Matteo Salvini
Matteo Salvini, en una imagen de archivo. EFE

La inmigración ha protagonizado la campaña de las elecciones del próximo 4 de marzo en Italia. Partidos que piden el voto con sus posiciones y lemas xenófobos y con el tiroteo racista de Macerata como punto álgido del tenso debate electoral.

Este asunto marcó de principio a fin toda la legislatura, iniciada en 2013, dada la llegada masiva de inmigrantes desde las costas de África, un fenómeno que ha convertido al Mediterráneo en un cementerio de agua y ha desbordado el sistema de acogida.

Tanto preocupa la cuestión que partidos como la Liga Norte han crecido enormemente gracias a sus críticas a la inmigración. Desde este grupo político culpan al Gobierno del Partido Demócrata de permitir una "invasión" y aumentar la inseguridad en las calles.

Precisamente a esta formación pertenecía Luca Traini el autor del tiroteo racista de Macerata. En la mañana de ese día el antiguo militante de la LN y de ideología ultraderechista, tomó su coche en la tranquila ciudad de Macerata (centro) y tiroteó indiscriminadamente a todas las personas negras que se encontraba, dejando seis heridos a su paso.

Lo hizo, según confesó posteriormente, para vengar el asesinato de Pamela Mastropietro, presuntamente a manos de un traficante de drogas nigeriano, ya detenido por las autoridades.

La inmigración ha centrado así una tensa campaña electoral, con ataques entre grupos de ideologías extremas y advertencias sobre el posible resurgir del neofascismo, y en la que los partidos se han mostrado divididos a la hora de abordar la crisis migratoria.

Y eso que en la actualidad el fenómeno de inmigración se encuentra a la baja gracias a los pactos entre Roma y los Estados africanos para contener a los inmigrantes y combatir a las mafias de trata de personas.
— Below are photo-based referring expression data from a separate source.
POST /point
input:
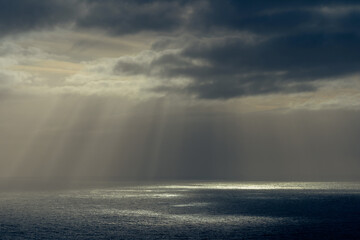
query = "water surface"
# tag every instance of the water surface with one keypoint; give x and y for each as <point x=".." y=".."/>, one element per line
<point x="183" y="210"/>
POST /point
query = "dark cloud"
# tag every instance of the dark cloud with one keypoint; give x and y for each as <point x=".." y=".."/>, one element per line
<point x="284" y="45"/>
<point x="231" y="67"/>
<point x="17" y="16"/>
<point x="124" y="17"/>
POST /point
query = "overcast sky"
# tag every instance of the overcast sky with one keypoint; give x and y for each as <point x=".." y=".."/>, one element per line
<point x="207" y="89"/>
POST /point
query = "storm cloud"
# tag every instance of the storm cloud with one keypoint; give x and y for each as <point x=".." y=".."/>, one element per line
<point x="235" y="48"/>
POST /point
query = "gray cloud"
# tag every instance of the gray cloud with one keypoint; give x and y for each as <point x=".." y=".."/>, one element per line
<point x="288" y="45"/>
<point x="19" y="16"/>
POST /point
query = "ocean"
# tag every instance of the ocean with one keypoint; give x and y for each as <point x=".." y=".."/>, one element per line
<point x="183" y="210"/>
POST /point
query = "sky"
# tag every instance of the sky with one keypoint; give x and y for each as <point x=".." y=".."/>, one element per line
<point x="202" y="89"/>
El ex primer ministro Silvio Berlusconi, en coalición con la Liga Norte de Matteo Salvini y otras fuerzas de ultraderecha, tachó la situación de "bomba social" y avanzó su intención de repatriar a 600.000 inmigrantes irregulares en caso de que su alianza gane, algo posible pues los sondeos la dan a la cabeza aunque sin mayoría.

Mucho más tajante se ha mostrado Salvini, cuya campaña llevó por lema "Los italianos primero" y que ha asegurado que su intención es expulsar a medio millón de "clandestinos" y "blindar" las fronteras italianas porque ese tipo de inmigración significa "delincuencia".

Por su parte, el Movimiento Cinco Estrellas (M5S), que los sondeos sitúan como partido más votado ha criticado la gestión del fenómeno por parte del Partido Demócrata y en su programa aborda ampliamente la cuestión.

Su objetivo, en caso de gobernar, será hacer que los inmigrantes no tengan que llegar a Italia para solicitar asilo, sino que puedan hacerlo en las embajadas de sus países o en delegaciones de la Unión Europea en África, entre otras medidas.

El líder del M5S, Luigi di Maio, calificó al Partido Demócrata y al ex Cavaliere de "traidores de la patria" por bombardear la Libia de Muamar Gadafi en 2011, lo que derivó en el Estado fallido actual y el descontrol en sus costas, y por firmar en 2003 el "obsceno" Tratado de Dublín.

El secretario del PD y ex primer ministro, Matteo Renzi, por su parte ha culpado a Berlusconi de la situación porque, al contrario de lo que ha afirmado el magnate, fue él quien firmó el tratado en 2003 y porque también fue quien se sumó a la intervención en Libia.

Tras el atentado de Macerata, el líder socialdemócrata denunció que la derecha vincula el crimen de la joven con la inmigración y esto instrumentaliza el tema con fines políticos. Además expresó su "orgullo" por haber salvado vidas en el Mediterráneo mientras Europa permanecía inmóvil.

Por eso en su programa lleva la gran asignatura pendiente de la legislatura pasada, la ley para otorgar la nacionalidad a los hijos de extranjeros nacidos en Italia, durante cuya fallida tramitación el Parlamento acabó a empujones.